Our mixed-methods approach is based on evaluation of information gathered in each context with two methods:

  • The first method involved the use of social media listening and monitoring tools, including CrowdTangle.
  • The second method served to triangulate the findings from monitoring social media and was different for each setting: a largescale face-to-face survey in Sri Lanka, 30 radio talk shows in various locations in Kenya, 13 citizen journalism pieces from different parts of Pakistan, and four focus group discussions (FGDs) with participants inside Algeria or involving diaspora representatives.

In all the locations that we analyzed, misinformation was widespread among both majority and minority communities through social media and word of mouth, which affected confidence levels.
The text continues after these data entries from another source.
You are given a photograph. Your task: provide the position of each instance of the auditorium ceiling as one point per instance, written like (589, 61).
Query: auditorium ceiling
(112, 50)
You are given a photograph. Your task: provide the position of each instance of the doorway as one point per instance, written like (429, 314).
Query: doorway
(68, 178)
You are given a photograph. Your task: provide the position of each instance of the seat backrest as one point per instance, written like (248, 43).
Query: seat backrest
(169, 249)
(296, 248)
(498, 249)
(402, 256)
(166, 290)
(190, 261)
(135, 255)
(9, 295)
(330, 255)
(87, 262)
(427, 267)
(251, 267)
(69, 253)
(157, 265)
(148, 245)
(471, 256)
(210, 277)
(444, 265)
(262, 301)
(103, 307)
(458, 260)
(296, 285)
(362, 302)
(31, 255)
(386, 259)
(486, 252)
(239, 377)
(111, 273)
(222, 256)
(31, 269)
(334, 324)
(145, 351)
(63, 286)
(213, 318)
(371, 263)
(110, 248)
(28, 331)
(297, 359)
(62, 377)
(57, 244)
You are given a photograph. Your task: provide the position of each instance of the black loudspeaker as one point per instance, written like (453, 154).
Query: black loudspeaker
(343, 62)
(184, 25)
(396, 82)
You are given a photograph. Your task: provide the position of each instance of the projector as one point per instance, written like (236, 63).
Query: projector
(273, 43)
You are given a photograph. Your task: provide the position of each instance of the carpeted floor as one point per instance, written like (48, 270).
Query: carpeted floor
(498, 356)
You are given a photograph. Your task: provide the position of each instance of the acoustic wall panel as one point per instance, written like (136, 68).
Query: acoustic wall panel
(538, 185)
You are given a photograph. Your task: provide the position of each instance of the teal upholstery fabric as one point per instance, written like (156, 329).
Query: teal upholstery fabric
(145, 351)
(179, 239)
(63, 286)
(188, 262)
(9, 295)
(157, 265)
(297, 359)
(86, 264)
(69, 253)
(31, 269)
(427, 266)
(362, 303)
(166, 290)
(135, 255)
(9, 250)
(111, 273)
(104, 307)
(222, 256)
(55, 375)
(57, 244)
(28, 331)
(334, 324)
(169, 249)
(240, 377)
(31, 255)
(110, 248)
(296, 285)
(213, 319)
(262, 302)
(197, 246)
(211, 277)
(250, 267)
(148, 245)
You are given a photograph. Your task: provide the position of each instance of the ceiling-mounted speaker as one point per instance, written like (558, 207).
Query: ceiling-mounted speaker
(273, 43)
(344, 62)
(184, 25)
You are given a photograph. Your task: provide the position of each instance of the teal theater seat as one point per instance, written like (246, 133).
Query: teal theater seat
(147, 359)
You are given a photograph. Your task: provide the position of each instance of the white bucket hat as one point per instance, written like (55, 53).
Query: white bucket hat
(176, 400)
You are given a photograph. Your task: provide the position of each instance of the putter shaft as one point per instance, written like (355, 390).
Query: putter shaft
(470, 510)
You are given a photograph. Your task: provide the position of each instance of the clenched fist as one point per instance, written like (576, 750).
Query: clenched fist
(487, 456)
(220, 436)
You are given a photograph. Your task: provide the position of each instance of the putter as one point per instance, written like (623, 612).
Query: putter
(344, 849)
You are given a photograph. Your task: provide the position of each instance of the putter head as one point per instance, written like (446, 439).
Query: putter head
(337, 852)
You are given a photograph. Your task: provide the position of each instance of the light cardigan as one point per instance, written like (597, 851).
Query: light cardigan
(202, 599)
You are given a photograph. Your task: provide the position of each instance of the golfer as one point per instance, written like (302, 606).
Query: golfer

  • When data is disaggregated by ethnicity, language and religion, potentially significant differences emerge which may help to explain residual pockets of non-vaccination in Sri Lanka, or the fivefold difference in vaccination rates in different areas of Kenya.
  • Although reported problems in access were low, they were higher among minority communities and in some cases unique to experiences of minority communities, such as in Pakistan and Algeria.
  • Confidence and access as factors affecting vaccine uptake were secondary to a pre-existing problem – distrust in authorities, which is generally high among both the majority and minority population. In the case of Sri Lanka, however, it is higher among minority communities, and in Kenya, the findings demonstrate a fundamental breakdown in the relationship of trust between the community and health workers, health authorities and broader political authorities.
  • On the other hand, evidence shows that community and religious figures play a vital role in building confidence in vaccines and tackling misinformation, which indicates their significance in health-related efforts and in building inclusivity and accessibility among minorities.

This research shows that a one-size-fits-all approach disregards religion, language and ethnicity, and is therefore at high risk of being partially ineffective and leaving groups behind. In the era of the Sustainable Development Goals, such an approach is outdated and not in line with international commitments made by all UN member states.

Our research suggests that a nationwide effort may reap low results and that a more effective approach would be to invest in local-level efforts, with the visible involvement of trusted health professionals, religious leaders and others not associated with national politics, so reducing the risk of information being discounted or ignored as a result of high levels of distrust.

This Bulletin was published in the context of MRG’s Diversity: Impact on Vaccine Equality (DIVE) programme (2021-2022).